For these types of trades contingent upon time you must be disciplined and exit according to both profit target, stop loss, and have a time function. For the more seasoned trader, you can convert the trade based upon updated Forecasts and roll contracts and verticals accordingly.
For beginners I would add that rolling is a beneficial strategy for taking profits off the table and specific moments; hedging with future verticals or naked contracts, but going off script should not be taken lightly for the novice trader. The best traders are trading a decision tree: If this happens, then that, and never going off script.
Preparation is the key to success, you must have a plan, and be prepared for the worst case scenario. Luckily with options, the majority of the time, the worst case scenario is defined.
Now to placement… Where do you place your strikes?
Well it depends, you can be Long the Iron Condor or Short, you can be Delta Long or Delta Short. Let’s go through the former.

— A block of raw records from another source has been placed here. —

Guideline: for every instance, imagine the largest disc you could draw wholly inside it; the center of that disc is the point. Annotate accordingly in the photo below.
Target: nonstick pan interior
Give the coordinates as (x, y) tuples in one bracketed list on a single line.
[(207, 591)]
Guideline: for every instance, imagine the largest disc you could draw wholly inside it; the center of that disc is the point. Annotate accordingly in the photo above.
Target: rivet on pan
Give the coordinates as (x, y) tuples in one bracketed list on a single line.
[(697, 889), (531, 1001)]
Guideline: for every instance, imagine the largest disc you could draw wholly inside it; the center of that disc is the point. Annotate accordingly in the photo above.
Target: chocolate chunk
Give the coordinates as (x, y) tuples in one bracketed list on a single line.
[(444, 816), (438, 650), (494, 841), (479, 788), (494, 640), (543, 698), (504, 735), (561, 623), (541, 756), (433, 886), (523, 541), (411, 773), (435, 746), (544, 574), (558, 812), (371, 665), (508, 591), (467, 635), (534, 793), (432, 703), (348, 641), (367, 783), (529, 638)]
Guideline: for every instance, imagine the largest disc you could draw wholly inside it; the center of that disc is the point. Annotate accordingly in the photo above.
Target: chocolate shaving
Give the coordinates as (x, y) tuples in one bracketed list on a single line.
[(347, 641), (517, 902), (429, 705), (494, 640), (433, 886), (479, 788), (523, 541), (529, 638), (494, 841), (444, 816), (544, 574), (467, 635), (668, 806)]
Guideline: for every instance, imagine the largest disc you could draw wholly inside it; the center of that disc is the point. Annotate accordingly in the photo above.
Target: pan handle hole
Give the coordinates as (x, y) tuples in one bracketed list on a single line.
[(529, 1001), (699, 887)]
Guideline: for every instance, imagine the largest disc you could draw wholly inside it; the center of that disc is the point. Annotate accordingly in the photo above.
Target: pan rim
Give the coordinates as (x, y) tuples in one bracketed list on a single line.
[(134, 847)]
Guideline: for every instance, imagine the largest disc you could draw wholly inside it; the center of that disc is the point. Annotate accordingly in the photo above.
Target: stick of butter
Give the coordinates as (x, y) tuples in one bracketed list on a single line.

You want to get the most bang for your buck on the combination, but it’s really up to the trader to determine where to place these specific strikes due to risk tolerances etc. but I will provide hopefully a helpful guide.
The more confident you are in the long delta position, the further ITM your Long Call is and the farther out your Short Call is, but too ITM poses a risk; and the further you push out the Short Call, the less it is a hedge.
You can use the High Forecast for the Short Call, and if the Close Forecast is above price, you use the ATM option, exiting when price breaches either the Close Forecast or the High Forecast, and then hedge for anomaly risk using the Low Forecast and a Long Put Vertical!